This article continues our practical series on hierarchical Bayesian modeling, building on our previous price elasticity of demand example. Whether you’re a data scientist working with massive datasets or an academic researcher looking explore previously intractable problems, these techniques will transform how you approach estimating Bayesian models.

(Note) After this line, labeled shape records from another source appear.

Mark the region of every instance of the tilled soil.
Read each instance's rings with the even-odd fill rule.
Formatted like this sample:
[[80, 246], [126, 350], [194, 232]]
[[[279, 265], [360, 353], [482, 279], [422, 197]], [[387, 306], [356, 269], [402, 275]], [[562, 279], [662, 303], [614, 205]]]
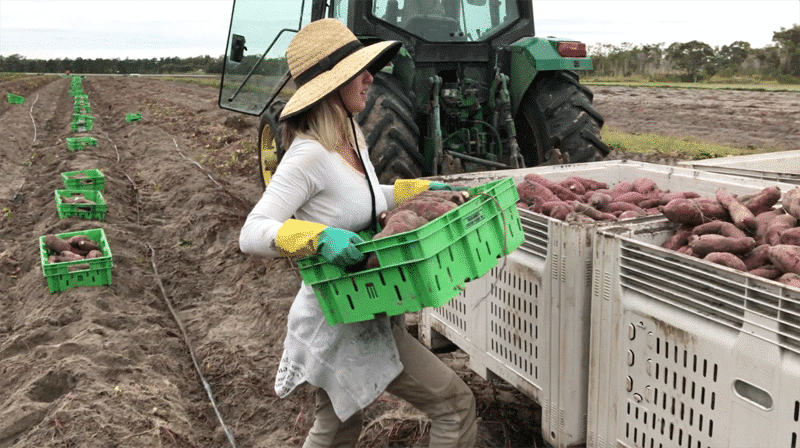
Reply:
[[[238, 250], [261, 194], [257, 118], [219, 109], [212, 87], [89, 76], [95, 122], [75, 134], [68, 79], [0, 86], [26, 97], [0, 107], [0, 448], [299, 446], [313, 390], [273, 391], [299, 274]], [[621, 130], [782, 149], [798, 149], [799, 98], [595, 89]], [[133, 112], [143, 119], [126, 122]], [[97, 147], [69, 151], [76, 135]], [[60, 173], [90, 168], [105, 175], [105, 221], [59, 219]], [[96, 228], [112, 284], [50, 293], [39, 237]], [[479, 447], [543, 446], [536, 403], [478, 377], [460, 351], [439, 356], [475, 392]], [[388, 394], [366, 415], [362, 447], [427, 440], [426, 420]]]

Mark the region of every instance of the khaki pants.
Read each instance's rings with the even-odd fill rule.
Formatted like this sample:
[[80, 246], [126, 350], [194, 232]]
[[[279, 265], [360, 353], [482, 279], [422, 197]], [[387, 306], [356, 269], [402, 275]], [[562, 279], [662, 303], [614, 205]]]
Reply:
[[[386, 391], [408, 401], [431, 419], [431, 447], [473, 447], [478, 426], [472, 391], [408, 332], [396, 326], [393, 331], [403, 371]], [[361, 412], [342, 422], [324, 390], [317, 389], [316, 398], [314, 426], [303, 447], [355, 447], [361, 434]]]

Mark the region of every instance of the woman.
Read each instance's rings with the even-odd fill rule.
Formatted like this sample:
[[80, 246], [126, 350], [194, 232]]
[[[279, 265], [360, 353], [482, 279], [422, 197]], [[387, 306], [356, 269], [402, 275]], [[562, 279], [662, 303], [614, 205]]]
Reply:
[[[288, 150], [242, 227], [243, 252], [318, 252], [331, 263], [354, 264], [364, 256], [354, 232], [378, 213], [420, 191], [452, 188], [422, 180], [379, 185], [353, 122], [366, 106], [372, 75], [399, 47], [394, 41], [364, 47], [335, 19], [309, 23], [292, 39], [286, 58], [298, 89], [279, 118]], [[361, 410], [384, 390], [429, 416], [431, 446], [475, 443], [475, 398], [452, 369], [386, 316], [328, 325], [312, 288], [302, 284], [289, 311], [275, 390], [285, 397], [304, 382], [318, 387], [305, 447], [355, 446]]]

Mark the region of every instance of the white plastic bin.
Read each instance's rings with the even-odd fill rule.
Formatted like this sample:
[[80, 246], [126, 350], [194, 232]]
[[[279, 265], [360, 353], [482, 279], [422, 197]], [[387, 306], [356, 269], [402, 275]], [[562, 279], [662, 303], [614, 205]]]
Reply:
[[[467, 185], [528, 173], [559, 181], [580, 176], [613, 186], [647, 177], [662, 190], [714, 197], [717, 188], [751, 194], [776, 185], [688, 168], [632, 161], [593, 162], [441, 176]], [[782, 190], [791, 186], [783, 184]], [[420, 335], [430, 347], [435, 333], [470, 355], [470, 368], [496, 375], [542, 406], [542, 435], [556, 447], [586, 441], [589, 382], [592, 244], [598, 228], [520, 211], [525, 242], [445, 306], [425, 309]], [[641, 218], [640, 218], [641, 219]], [[638, 222], [639, 219], [622, 221]], [[618, 224], [618, 223], [617, 223]]]
[[800, 185], [800, 150], [688, 160], [678, 166]]
[[595, 238], [587, 446], [800, 446], [800, 289], [659, 247], [674, 228]]

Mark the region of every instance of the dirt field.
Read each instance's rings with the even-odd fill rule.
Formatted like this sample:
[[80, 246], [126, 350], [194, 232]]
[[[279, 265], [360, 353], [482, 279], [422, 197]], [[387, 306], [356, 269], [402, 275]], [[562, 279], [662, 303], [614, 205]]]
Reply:
[[[27, 99], [0, 105], [0, 448], [299, 446], [313, 391], [273, 392], [299, 276], [237, 245], [261, 192], [257, 119], [219, 109], [211, 87], [87, 77], [96, 120], [81, 135], [98, 146], [71, 152], [68, 86], [0, 84]], [[798, 94], [595, 93], [620, 130], [800, 149]], [[126, 122], [132, 112], [143, 120]], [[106, 177], [106, 221], [59, 219], [60, 173], [89, 168]], [[51, 294], [38, 238], [95, 228], [113, 252], [112, 285]], [[439, 356], [476, 394], [480, 447], [543, 446], [534, 402], [482, 380], [460, 351]], [[367, 417], [362, 447], [426, 442], [424, 418], [388, 394]]]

Want to skip the theory and jump straight to implementation? You’ll find the practical code examples in the implementation section below.

Inference Methods

Recall our baseline specification:

$$\log(\textrm{Demand}_{it})= \beta_i \log(\textrm{Price})_{it} +\gamma_{c(i),t} + \delta_i + \epsilon_{it}$$

Where:

  • \(\textrm{Units Sold}_{it} \sim \textrm{Poisson}(\textrm{Demand}_{it}, \sigma_D) \)
  • \(\beta_i \sim \text{Normal}(\beta_{c(i)},\sigma_i)\)
  • $\beta_{c(i)}\sim \text{Normal}(\beta_g,\sigma_{c(i)})$
  • $\beta_g\sim \text{Normal}(\mu,\sigma)$

We would like to estimate the parameters vector (and their variance) $z = \{ \beta_g, \beta_{c(i)}, \beta_i, \gamma_{c(i),t}, \delta_i, \text{Demand}_{it} \}$ using the data $x = \{ \text{Units}_{it}, \text{Price}_{it}\}$. One advantage in using Bayesian methods compared to frequentist approaches is that we can directly model count/sales data with distributions like Poisson, avoiding issues with zero values that might arise when using log-transformed models. Using Bayesian, we specify a prior distribution (based on our beliefs) $p(z)$ that incorporates our knowledge about the vector $z$ before seeing any data. Then, given the observed data $x$, we generate a likelihood $p(x|z)$ that tells us how likely it is that we observe the data $x$ given our specification of $z$. We then apply Bayes’ rule $p(z|x) = \frac{p(z)p(x|z)}{p(x)}$ to obtain the posterior distribution, which represents our updated beliefs about the parameters given the data. The denominator can also be written as $p(x) = \int p(z,x) \, dz = \int p(z)p(x|z) \, dz$. This reduces our equation to:

$$p(z|x) = \frac{p(z)p(x|z)}{\int p(z)p(x|z) \, dz}$$

This equation requires calculating the posterior distribution of the parameters conditional on the observed data $p(z|x)$, which is equal to the prior distribution $p(z)$ multiplied by the likelihood of the data given some parameters $z$. We then divide that product by the marginal likelihood (evidence), which is the total probability of the data across all possible parameter values. The difficulty in calculating $p(z|x)$ is that the evidence requires computing a high-dimensional integral $p(x) = \int p(x|z)p(z)dz$. Many models with a hierarchical structure or complex parameter relationships also do not have closed form solutions for the integral. Furthermore, the computational complexity increases exponentially with the number of parameters, making direct calculation intractable for high-dimensional models. Therefore, Bayesian inference is conducted in practice by approximating the integral.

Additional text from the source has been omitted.